Though I don’t see my friends very much these days, I appreciate those who helped to make this film happen. On the extras, is included a directors’s commentary in which Professor James Richardson recalls how at one time, how badly I thought the documentary was going. “It’s shit, it’s all shit!” I think was my exact quote but I didn’t stop working on it, I kept going until it was done.
Tim Kulig, one of my oldest friends (Producer/Composer for the film) and I both agreed that would should enter a ton of film festivals, about 50. It really helped to keep us sane over the last few years. Most of the festivals were converted to online, others were able to have limited screenings but we found a way to keep going. I always think back to when Tim Kulig was acting in one of my videos in high school. A VHS short called Kick the Corpse, Tim playing the villain Joshua Nuts. I think I loved filmmaking because it was one of the few things I could control. High school was socially difficult for me, I was really awkward and I think I found out I was really an A.V. nerd more than anything. Well I certainly did stick with it, I think about my generation from time to time but the older I get I realize, a generation as a group of people don’t have that much in common. As part of generation X, are famous independent filmmakers my peers? Isn’t that narcissistic? Do people even know who I am?
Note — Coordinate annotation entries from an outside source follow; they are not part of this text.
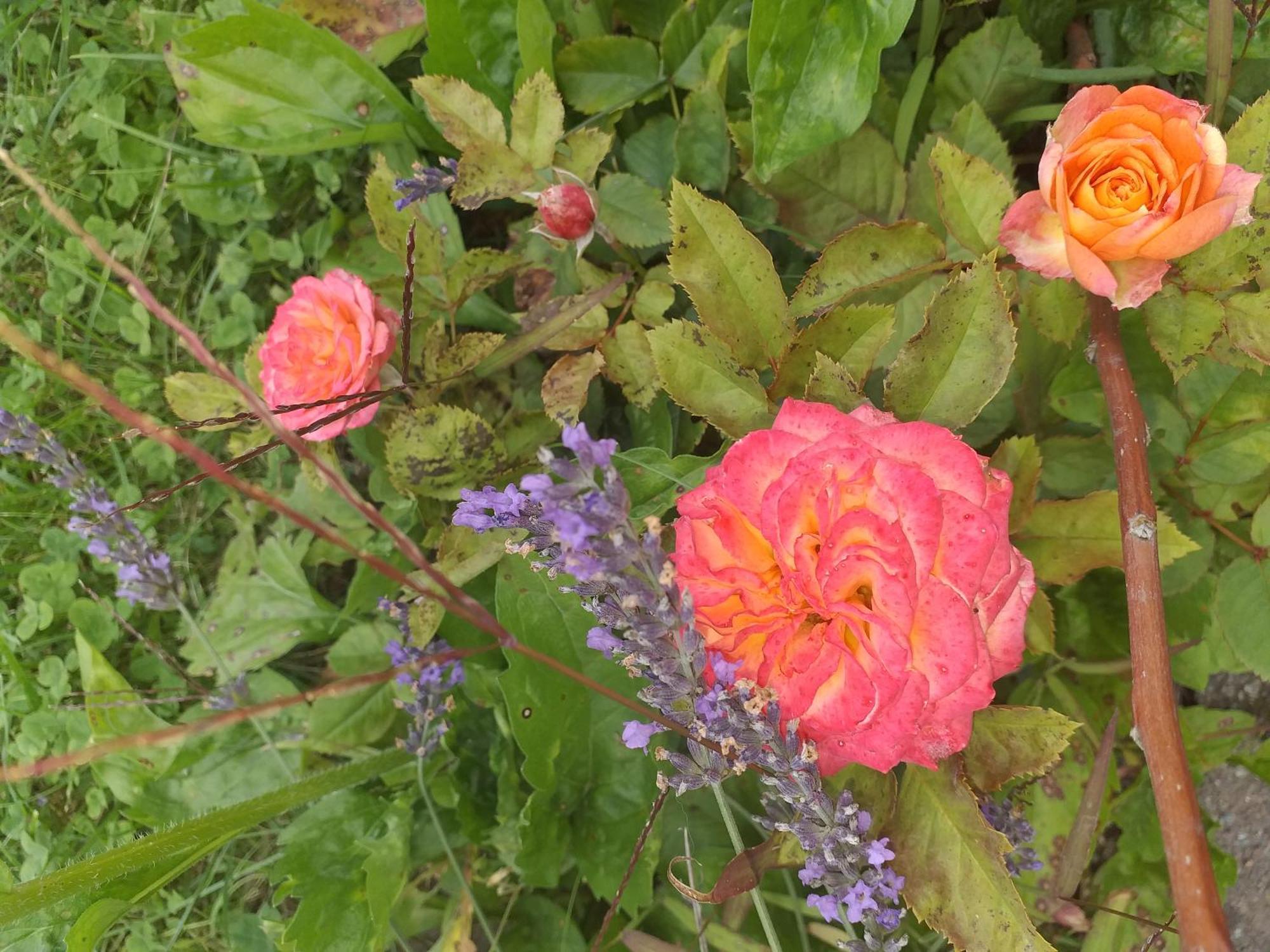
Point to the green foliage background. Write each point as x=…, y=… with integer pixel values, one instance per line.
x=797, y=200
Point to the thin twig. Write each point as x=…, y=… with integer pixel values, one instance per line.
x=12, y=774
x=1191, y=870
x=154, y=647
x=408, y=305
x=631, y=868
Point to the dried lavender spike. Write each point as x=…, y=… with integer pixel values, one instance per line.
x=144, y=573
x=577, y=521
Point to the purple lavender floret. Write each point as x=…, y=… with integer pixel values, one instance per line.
x=577, y=521
x=1008, y=819
x=427, y=181
x=144, y=573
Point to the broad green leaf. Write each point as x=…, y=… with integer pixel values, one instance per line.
x=1183, y=326
x=1020, y=459
x=1241, y=607
x=474, y=41
x=952, y=861
x=703, y=379
x=252, y=620
x=393, y=228
x=323, y=865
x=145, y=863
x=250, y=83
x=656, y=480
x=730, y=276
x=629, y=364
x=868, y=258
x=538, y=121
x=1055, y=308
x=831, y=383
x=200, y=397
x=703, y=152
x=1066, y=539
x=606, y=73
x=1248, y=322
x=565, y=385
x=957, y=364
x=436, y=451
x=824, y=194
x=633, y=210
x=850, y=336
x=693, y=32
x=467, y=117
x=989, y=67
x=971, y=131
x=813, y=70
x=573, y=757
x=972, y=196
x=584, y=150
x=380, y=30
x=1014, y=742
x=535, y=37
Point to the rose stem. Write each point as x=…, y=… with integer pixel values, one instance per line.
x=1202, y=921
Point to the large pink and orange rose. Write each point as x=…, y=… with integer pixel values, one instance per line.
x=1128, y=182
x=862, y=569
x=330, y=340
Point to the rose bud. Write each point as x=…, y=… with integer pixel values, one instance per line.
x=1128, y=182
x=330, y=340
x=862, y=569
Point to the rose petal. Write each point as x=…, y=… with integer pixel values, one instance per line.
x=1137, y=280
x=1192, y=230
x=1089, y=270
x=1033, y=233
x=1080, y=111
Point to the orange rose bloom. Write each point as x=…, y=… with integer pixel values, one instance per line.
x=1128, y=182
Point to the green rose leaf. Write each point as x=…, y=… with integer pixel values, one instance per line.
x=952, y=861
x=1066, y=539
x=248, y=83
x=957, y=364
x=633, y=210
x=972, y=196
x=866, y=260
x=730, y=276
x=1020, y=459
x=605, y=73
x=831, y=190
x=1014, y=742
x=990, y=67
x=705, y=380
x=1183, y=326
x=850, y=336
x=596, y=789
x=538, y=121
x=813, y=70
x=436, y=451
x=200, y=397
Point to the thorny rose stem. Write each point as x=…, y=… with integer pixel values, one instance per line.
x=1201, y=918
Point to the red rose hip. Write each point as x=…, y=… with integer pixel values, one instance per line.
x=567, y=210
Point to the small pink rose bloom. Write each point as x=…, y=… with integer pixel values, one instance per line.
x=331, y=338
x=1128, y=182
x=862, y=569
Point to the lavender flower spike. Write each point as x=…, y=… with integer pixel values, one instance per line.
x=144, y=573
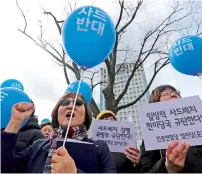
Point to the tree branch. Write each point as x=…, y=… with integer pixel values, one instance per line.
x=132, y=18
x=57, y=23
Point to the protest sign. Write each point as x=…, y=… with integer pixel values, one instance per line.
x=164, y=122
x=117, y=134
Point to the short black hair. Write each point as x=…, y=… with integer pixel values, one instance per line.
x=156, y=93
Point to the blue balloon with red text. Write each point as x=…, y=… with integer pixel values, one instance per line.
x=85, y=90
x=12, y=83
x=9, y=97
x=88, y=36
x=186, y=55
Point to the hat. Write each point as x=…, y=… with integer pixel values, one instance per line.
x=103, y=113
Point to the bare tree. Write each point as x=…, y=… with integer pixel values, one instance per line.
x=155, y=42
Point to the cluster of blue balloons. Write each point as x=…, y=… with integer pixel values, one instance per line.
x=11, y=93
x=84, y=90
x=186, y=55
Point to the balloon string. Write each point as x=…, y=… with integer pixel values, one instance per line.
x=200, y=76
x=77, y=92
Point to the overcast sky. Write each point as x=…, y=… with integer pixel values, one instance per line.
x=42, y=78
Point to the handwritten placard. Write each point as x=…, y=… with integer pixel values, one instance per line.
x=117, y=134
x=164, y=122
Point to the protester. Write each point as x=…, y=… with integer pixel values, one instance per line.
x=47, y=129
x=129, y=161
x=28, y=134
x=43, y=156
x=178, y=157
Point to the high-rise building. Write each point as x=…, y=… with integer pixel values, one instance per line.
x=136, y=87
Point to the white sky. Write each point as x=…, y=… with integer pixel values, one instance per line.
x=43, y=80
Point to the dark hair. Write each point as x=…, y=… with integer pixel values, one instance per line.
x=45, y=124
x=88, y=116
x=156, y=93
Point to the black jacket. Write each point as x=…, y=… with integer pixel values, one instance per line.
x=154, y=161
x=29, y=133
x=123, y=165
x=33, y=158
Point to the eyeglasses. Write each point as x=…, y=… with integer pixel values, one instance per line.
x=168, y=93
x=68, y=102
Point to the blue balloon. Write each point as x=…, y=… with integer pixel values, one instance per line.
x=45, y=120
x=12, y=83
x=9, y=97
x=85, y=90
x=88, y=36
x=186, y=55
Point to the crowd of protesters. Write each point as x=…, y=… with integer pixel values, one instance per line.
x=33, y=148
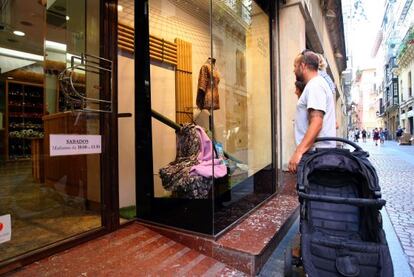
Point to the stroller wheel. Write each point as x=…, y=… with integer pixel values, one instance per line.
x=288, y=262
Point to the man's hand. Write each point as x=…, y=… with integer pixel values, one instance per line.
x=294, y=161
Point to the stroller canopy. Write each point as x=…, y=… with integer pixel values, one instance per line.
x=341, y=160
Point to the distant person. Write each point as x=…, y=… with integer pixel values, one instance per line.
x=356, y=135
x=386, y=133
x=399, y=133
x=375, y=136
x=364, y=135
x=351, y=134
x=382, y=136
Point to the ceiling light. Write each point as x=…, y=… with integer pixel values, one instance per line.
x=330, y=13
x=19, y=33
x=52, y=45
x=20, y=54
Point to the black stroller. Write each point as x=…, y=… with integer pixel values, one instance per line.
x=340, y=224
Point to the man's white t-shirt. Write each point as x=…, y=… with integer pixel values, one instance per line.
x=317, y=95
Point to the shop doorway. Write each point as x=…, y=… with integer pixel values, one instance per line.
x=126, y=111
x=55, y=124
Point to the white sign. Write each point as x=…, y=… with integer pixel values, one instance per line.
x=63, y=145
x=5, y=228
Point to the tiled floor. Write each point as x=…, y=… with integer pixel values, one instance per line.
x=131, y=251
x=38, y=211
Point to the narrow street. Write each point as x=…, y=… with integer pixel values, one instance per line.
x=395, y=167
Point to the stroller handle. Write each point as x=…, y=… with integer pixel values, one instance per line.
x=356, y=146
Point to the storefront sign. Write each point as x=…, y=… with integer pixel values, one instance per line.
x=5, y=228
x=63, y=145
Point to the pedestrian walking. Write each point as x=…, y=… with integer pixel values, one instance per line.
x=315, y=110
x=364, y=135
x=382, y=136
x=356, y=134
x=375, y=136
x=399, y=133
x=351, y=134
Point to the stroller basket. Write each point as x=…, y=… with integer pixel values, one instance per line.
x=341, y=200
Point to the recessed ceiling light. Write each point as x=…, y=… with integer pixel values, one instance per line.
x=19, y=33
x=26, y=23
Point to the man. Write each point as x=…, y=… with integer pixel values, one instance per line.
x=315, y=111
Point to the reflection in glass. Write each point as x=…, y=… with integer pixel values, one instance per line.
x=241, y=46
x=48, y=198
x=211, y=124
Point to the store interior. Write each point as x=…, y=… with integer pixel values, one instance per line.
x=50, y=198
x=55, y=198
x=232, y=104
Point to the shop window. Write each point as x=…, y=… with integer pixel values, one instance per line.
x=210, y=94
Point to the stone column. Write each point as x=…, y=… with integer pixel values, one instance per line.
x=292, y=41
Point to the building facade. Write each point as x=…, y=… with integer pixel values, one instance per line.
x=405, y=62
x=316, y=25
x=397, y=20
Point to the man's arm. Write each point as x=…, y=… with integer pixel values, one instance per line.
x=315, y=126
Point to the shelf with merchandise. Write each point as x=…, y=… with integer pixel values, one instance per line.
x=24, y=112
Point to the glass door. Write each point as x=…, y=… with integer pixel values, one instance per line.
x=55, y=106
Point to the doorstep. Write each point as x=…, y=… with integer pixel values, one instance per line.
x=249, y=244
x=134, y=250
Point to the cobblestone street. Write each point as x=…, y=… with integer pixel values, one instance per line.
x=395, y=168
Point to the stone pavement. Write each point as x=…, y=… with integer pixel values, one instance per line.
x=131, y=251
x=395, y=168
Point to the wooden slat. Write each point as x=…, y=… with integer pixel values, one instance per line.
x=184, y=96
x=160, y=50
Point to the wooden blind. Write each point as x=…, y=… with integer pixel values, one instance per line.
x=161, y=50
x=183, y=82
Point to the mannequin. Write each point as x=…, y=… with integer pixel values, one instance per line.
x=207, y=92
x=207, y=89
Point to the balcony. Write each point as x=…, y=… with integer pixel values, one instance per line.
x=405, y=53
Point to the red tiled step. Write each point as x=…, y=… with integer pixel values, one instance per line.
x=132, y=251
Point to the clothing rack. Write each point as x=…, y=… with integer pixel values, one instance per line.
x=177, y=128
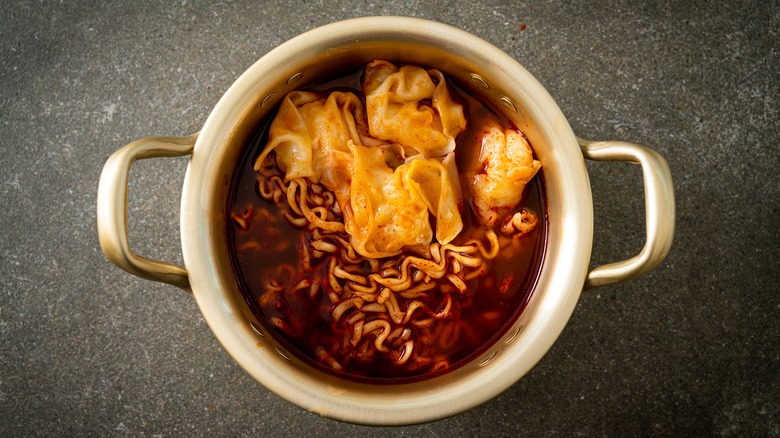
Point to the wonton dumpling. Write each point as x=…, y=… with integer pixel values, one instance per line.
x=389, y=209
x=384, y=218
x=396, y=114
x=310, y=135
x=431, y=181
x=509, y=166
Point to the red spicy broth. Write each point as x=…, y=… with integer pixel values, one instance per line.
x=294, y=299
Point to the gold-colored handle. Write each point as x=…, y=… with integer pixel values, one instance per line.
x=112, y=208
x=659, y=209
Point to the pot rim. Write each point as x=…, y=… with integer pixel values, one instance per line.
x=570, y=233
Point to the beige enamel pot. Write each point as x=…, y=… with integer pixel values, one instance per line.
x=475, y=64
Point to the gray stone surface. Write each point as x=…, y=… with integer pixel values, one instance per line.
x=692, y=348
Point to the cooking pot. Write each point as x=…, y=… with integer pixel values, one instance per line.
x=488, y=73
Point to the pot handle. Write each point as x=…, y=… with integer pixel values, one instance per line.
x=659, y=209
x=112, y=208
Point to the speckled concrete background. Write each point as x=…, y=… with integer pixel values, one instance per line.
x=693, y=348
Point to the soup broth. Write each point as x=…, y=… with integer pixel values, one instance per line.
x=339, y=311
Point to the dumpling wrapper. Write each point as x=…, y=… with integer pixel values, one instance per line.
x=385, y=210
x=310, y=134
x=509, y=166
x=395, y=112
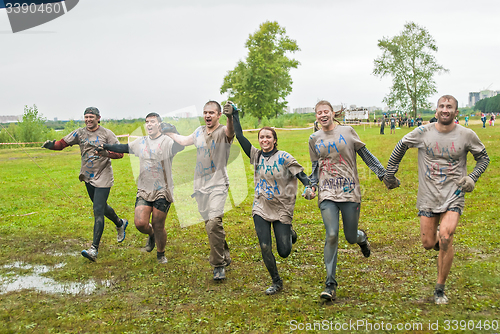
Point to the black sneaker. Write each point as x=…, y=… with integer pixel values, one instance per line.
x=219, y=273
x=275, y=288
x=365, y=248
x=150, y=245
x=330, y=293
x=439, y=297
x=294, y=236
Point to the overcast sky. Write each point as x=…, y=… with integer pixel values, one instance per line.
x=129, y=58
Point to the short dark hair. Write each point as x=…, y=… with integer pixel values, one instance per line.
x=450, y=98
x=273, y=132
x=153, y=114
x=217, y=104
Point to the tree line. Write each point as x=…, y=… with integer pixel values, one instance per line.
x=488, y=105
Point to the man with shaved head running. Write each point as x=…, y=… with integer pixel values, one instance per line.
x=442, y=180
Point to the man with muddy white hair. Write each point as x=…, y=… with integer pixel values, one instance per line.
x=96, y=172
x=442, y=180
x=333, y=151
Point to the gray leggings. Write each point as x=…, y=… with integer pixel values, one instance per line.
x=350, y=217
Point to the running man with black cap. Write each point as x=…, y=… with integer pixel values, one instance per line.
x=96, y=172
x=211, y=181
x=335, y=179
x=155, y=184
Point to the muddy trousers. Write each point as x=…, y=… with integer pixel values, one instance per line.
x=219, y=250
x=350, y=218
x=99, y=197
x=283, y=234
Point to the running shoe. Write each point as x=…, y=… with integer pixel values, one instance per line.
x=275, y=288
x=120, y=231
x=294, y=236
x=162, y=259
x=219, y=273
x=90, y=254
x=365, y=247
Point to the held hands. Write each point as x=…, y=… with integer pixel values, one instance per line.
x=391, y=181
x=229, y=109
x=167, y=128
x=467, y=184
x=309, y=193
x=49, y=144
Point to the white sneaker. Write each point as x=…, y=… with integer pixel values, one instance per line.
x=439, y=297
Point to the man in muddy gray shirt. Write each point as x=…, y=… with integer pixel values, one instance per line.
x=211, y=182
x=442, y=180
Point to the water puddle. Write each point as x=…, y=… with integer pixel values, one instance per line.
x=33, y=279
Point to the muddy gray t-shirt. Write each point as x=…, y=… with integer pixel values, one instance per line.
x=335, y=151
x=275, y=185
x=155, y=161
x=442, y=162
x=95, y=169
x=212, y=154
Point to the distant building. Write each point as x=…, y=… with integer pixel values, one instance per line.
x=10, y=119
x=475, y=97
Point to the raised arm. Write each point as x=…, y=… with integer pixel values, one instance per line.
x=482, y=161
x=228, y=110
x=118, y=148
x=397, y=155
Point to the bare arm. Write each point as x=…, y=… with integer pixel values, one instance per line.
x=181, y=140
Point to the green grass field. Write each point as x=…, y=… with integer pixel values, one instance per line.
x=46, y=219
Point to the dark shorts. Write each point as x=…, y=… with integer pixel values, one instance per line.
x=432, y=214
x=161, y=204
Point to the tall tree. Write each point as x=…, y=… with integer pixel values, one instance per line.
x=409, y=59
x=260, y=84
x=32, y=128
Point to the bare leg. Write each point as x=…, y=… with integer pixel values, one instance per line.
x=141, y=219
x=158, y=222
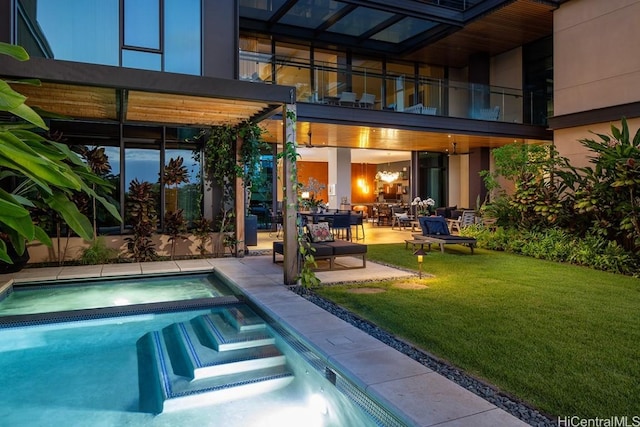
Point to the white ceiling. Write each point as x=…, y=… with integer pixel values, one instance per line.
x=358, y=155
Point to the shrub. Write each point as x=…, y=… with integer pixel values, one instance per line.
x=556, y=244
x=98, y=253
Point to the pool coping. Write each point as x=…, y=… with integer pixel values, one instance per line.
x=421, y=395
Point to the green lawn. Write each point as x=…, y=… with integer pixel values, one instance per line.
x=563, y=338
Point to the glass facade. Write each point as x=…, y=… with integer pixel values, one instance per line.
x=146, y=34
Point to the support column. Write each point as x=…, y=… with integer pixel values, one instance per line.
x=478, y=161
x=291, y=264
x=339, y=176
x=6, y=21
x=240, y=205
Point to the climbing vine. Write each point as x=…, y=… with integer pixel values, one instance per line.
x=307, y=276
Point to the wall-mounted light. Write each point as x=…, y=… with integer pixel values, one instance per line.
x=387, y=176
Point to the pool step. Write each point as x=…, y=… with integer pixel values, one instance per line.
x=228, y=354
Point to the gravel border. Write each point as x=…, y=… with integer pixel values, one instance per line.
x=488, y=392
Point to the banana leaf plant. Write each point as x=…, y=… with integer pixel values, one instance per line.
x=40, y=169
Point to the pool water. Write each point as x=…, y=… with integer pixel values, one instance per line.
x=90, y=372
x=74, y=295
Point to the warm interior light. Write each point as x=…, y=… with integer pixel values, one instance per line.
x=387, y=176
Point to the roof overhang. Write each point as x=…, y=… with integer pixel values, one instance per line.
x=106, y=93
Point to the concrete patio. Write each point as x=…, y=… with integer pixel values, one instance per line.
x=422, y=396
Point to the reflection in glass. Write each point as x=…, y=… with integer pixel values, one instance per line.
x=142, y=23
x=80, y=30
x=403, y=29
x=360, y=21
x=182, y=44
x=142, y=60
x=295, y=71
x=106, y=224
x=311, y=16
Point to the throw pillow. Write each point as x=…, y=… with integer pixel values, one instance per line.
x=438, y=226
x=320, y=232
x=434, y=225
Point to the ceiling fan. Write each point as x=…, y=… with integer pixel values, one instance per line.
x=454, y=151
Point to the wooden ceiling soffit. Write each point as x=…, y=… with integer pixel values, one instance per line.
x=189, y=110
x=70, y=100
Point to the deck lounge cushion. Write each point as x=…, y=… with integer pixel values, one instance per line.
x=434, y=225
x=320, y=249
x=320, y=232
x=342, y=247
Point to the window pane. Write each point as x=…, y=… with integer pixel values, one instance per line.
x=142, y=60
x=105, y=222
x=293, y=69
x=359, y=21
x=367, y=78
x=74, y=30
x=184, y=195
x=142, y=23
x=142, y=165
x=182, y=36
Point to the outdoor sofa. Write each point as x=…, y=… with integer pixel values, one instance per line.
x=325, y=247
x=436, y=231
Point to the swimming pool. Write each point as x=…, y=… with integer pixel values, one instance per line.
x=109, y=365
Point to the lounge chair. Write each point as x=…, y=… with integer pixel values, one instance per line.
x=435, y=231
x=467, y=218
x=367, y=100
x=489, y=113
x=347, y=98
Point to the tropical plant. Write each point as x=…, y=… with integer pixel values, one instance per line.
x=202, y=231
x=37, y=168
x=250, y=152
x=174, y=174
x=176, y=227
x=220, y=169
x=539, y=197
x=608, y=191
x=142, y=216
x=306, y=275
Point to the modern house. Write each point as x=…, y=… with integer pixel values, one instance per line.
x=432, y=85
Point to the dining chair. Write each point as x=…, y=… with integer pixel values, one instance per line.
x=347, y=98
x=367, y=100
x=341, y=226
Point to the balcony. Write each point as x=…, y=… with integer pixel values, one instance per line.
x=356, y=87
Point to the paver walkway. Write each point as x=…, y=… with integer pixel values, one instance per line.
x=424, y=397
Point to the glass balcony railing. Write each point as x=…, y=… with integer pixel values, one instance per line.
x=324, y=83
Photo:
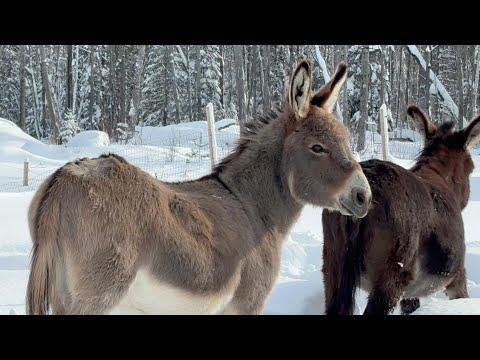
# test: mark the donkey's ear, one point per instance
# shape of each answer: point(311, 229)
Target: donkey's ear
point(327, 96)
point(472, 133)
point(300, 90)
point(421, 121)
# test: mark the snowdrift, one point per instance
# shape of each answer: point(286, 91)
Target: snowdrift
point(90, 138)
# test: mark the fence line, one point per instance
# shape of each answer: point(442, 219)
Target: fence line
point(188, 155)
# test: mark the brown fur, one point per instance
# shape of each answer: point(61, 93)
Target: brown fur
point(96, 222)
point(411, 243)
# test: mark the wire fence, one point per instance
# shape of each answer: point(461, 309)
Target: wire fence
point(183, 156)
point(177, 158)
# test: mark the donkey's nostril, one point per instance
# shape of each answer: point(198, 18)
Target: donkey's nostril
point(359, 196)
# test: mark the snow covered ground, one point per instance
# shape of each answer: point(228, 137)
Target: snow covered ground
point(299, 289)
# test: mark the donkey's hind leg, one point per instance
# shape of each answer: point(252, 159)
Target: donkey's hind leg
point(407, 306)
point(457, 289)
point(100, 285)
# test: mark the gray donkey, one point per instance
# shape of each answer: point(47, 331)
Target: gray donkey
point(110, 238)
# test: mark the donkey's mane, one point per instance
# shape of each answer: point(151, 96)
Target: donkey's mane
point(248, 134)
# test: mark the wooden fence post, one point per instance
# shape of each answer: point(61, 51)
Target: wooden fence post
point(25, 173)
point(212, 139)
point(384, 132)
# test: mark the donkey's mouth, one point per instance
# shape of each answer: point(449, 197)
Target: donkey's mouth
point(345, 210)
point(348, 209)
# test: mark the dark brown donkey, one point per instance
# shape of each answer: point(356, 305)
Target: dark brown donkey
point(411, 243)
point(108, 237)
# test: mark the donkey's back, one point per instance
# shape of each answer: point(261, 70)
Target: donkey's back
point(410, 244)
point(102, 226)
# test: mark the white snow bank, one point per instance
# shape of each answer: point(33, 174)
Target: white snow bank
point(89, 138)
point(450, 307)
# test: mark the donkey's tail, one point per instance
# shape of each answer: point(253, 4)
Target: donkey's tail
point(43, 217)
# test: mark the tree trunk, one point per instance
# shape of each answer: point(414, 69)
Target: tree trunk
point(459, 50)
point(266, 83)
point(50, 114)
point(137, 87)
point(92, 86)
point(428, 58)
point(174, 83)
point(240, 83)
point(476, 79)
point(22, 111)
point(364, 99)
point(69, 89)
point(198, 89)
point(123, 74)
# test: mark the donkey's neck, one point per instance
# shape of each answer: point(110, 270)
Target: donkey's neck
point(255, 176)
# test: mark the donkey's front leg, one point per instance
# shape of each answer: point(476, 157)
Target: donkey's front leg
point(387, 289)
point(457, 289)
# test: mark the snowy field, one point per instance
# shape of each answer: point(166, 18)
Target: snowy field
point(181, 152)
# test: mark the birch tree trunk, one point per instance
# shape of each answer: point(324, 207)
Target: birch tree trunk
point(22, 111)
point(240, 83)
point(363, 99)
point(137, 87)
point(69, 89)
point(458, 57)
point(50, 114)
point(92, 86)
point(476, 79)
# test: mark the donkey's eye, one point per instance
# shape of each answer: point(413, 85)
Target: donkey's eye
point(318, 149)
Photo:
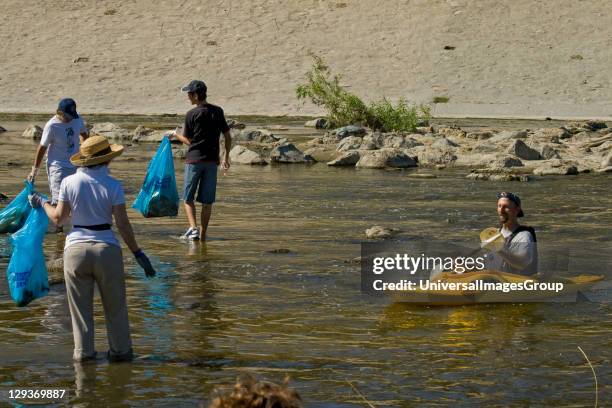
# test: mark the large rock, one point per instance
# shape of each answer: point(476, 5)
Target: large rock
point(32, 132)
point(444, 143)
point(548, 152)
point(508, 136)
point(556, 167)
point(379, 232)
point(399, 141)
point(521, 150)
point(318, 123)
point(321, 153)
point(550, 135)
point(373, 141)
point(607, 161)
point(349, 143)
point(346, 159)
point(112, 132)
point(257, 135)
point(378, 159)
point(288, 153)
point(242, 155)
point(349, 131)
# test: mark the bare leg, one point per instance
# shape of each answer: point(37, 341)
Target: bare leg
point(190, 211)
point(206, 212)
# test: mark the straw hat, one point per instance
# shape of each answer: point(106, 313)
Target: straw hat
point(96, 150)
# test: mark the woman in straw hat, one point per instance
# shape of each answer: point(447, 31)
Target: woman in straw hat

I do think I can make the claim that both VHS Massacre features together are among the most popular documentaries that explore the subject to date. Most people I talk to at least know of the films, which is good enough for me. Some other great news, the VHS Massacre Too Blu-ray as was listed as Top 1 in “Hot New Releases” on Amazon so that’s a good sign.
In other news, I’m very happy to be working on a few different new projects. Much more news to come! Thanks for reading. If you are an independent filmmaker at your wits end but still love to create, keep creating. It’s hard work but it can be a catharsis, a way to navigate your life and mentally stay afloat. You don’t always need money to stay creative. Some of the most fun is to find a ways to make things happen for almost no money. This type of problem solving can be the best part of being creative. Hang in there and thanks for reading!